Il se tourna lentement.
Rencontrant le regard de l’héritier.
« Et pourtant, » dit-il doucement, « lorsqu’ils sont mis au défi, ils saignent comme tout le monde. »
Le rire s’arrêta.
Pas parce que ce n’était pas drôle.
Mais parce que cela touchait trop près.
Parce que ce n’était plus une simple blague.
L’air était devenu trop calme.
Les mots du garçon restèrent suspendus dans l’air comme une malédiction prononcée en plein jour—audacieuse, dangereuse, et impossible à ignorer. Plus personne ne riait. Pas même Selphine. Pas même la sœur du baron, qui était assise, la main serrée autour de sa tasse de thé, oubliée et froide.
Car ce qu’il disait touchait trop près du nerf.
La guerre de succession.
Tout le monde le savait. Même s’ils n’en parlaient pas ouvertement.

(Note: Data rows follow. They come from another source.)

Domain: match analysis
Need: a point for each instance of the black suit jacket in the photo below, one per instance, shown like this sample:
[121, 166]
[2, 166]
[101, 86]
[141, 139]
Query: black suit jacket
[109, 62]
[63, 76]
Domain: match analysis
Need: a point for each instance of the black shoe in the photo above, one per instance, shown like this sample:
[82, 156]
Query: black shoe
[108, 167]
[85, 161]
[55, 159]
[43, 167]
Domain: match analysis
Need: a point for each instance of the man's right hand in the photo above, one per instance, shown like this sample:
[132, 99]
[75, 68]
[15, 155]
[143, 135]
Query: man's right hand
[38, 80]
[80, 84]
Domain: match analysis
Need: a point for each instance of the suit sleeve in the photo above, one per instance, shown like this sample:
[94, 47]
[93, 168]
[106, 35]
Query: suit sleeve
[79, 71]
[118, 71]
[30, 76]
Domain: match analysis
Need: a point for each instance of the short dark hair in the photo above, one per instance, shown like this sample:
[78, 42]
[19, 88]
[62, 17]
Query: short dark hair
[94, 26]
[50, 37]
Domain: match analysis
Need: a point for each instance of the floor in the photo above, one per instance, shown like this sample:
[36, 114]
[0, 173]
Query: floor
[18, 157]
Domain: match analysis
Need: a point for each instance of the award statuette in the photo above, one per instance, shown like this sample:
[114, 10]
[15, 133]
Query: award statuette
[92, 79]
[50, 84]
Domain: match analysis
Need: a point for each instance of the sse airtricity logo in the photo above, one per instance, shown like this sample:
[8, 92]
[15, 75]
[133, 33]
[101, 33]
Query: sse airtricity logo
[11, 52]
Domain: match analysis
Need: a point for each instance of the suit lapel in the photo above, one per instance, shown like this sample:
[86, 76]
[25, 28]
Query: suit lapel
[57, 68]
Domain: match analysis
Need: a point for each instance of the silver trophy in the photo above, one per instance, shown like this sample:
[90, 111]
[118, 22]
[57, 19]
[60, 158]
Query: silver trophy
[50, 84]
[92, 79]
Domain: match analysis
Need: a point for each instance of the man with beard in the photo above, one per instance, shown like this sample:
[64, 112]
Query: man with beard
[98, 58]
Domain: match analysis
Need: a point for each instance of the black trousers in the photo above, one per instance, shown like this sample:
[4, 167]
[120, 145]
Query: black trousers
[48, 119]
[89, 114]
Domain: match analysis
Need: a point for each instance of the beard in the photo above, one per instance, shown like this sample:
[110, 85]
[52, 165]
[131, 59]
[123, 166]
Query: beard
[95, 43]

La cour impériale était fracturée—les lignes tracées non seulement par le sang, mais par l’ambition. Le prince héritier, l’aîné des enfants légitimes de l’empereur, soutenu par les plus anciennes lignées nobles, commandait une faction croissante connue pour leur élitisme rigide et leur mépris pour le sang non traditionnel.
Et pourtant—la maison Crane avait toujours marché sur une ligne fine. Conservatrice. Noble. Mais neutre.
Du moins, c’était ce qu’on croyait.
Maintenant ? Après cela ? Après avoir vu leur héritier tenter d’affirmer son pouvoir avec une arrogance brute, en plein jour, lors du festival sous la loi de l’harmonie ?
Les gens commencèrent à se demander.
Et dans ce silence—
La princesse Priscilla prit enfin la parole.
Sa voix était plus douce qu’avant.
Pas froide.
Pas acérée.
Juste… curieuse.
« …Toi, » dit-elle, les yeux rouges fixant pleinement sur lui maintenant, la voix basse, presque illisible. « Comment me connais-tu ? »
Les mots ne faisaient pas sens pour la foule.
Pas au début.
Quelques nobles échangèrent des regards incertains. Certains se penchèrent légèrement en avant. Même Aurelian cligna des yeux, lèvres entrouvertes dans un « Quoi… ? »
Mais le garçon aux yeux noirs ne fit que sourire.
Pas largement. Pas moqueur.
Juste un léger, réfléchi sourire au coin des lèvres. Quelque chose de plus profond.
Familier.
« Je connais beaucoup de choses, Votre Altesse », dit-il doucement, « mais je crois que celle-ci serait mieux partagée autour d’un thé. »
Et puis, aussi naturellement que s’ils parlaient dans le jardin d’un domaine privé, il ajouta :
« Peut-être… Impériale Mirasheen. »
Ses pupilles se contractèrent légèrement. Un éclat traversa son expression — mais seulement un éclat.
Le reste d’elle était toujours de marbre.
Mais à l’intérieur ?
Une question brûlait maintenant.
Cependant, la foule n’eut pas le temps de s’attarder sur ce moment.
Car l’un des gardes impériaux, déjà tremblant de colère contenue, s’avança avec son épée levée haut.
« Insolent bâtard ! » cria-t-il, sa voix brisant le fragile voile. « Tu oses parler si familièrement à Son Altesse ?! Un roturier offrant du thé ?! C’est une insulte au sang même de l’Empire ! »
De nouveau, des soupirs. Certains sincères.
D’autres — préparés.
Mais Priscilla ne bougea pas.
Pas encore.
Ses yeux ne quittèrent pas les siens.
Et lui non plus ne détourna pas le regard.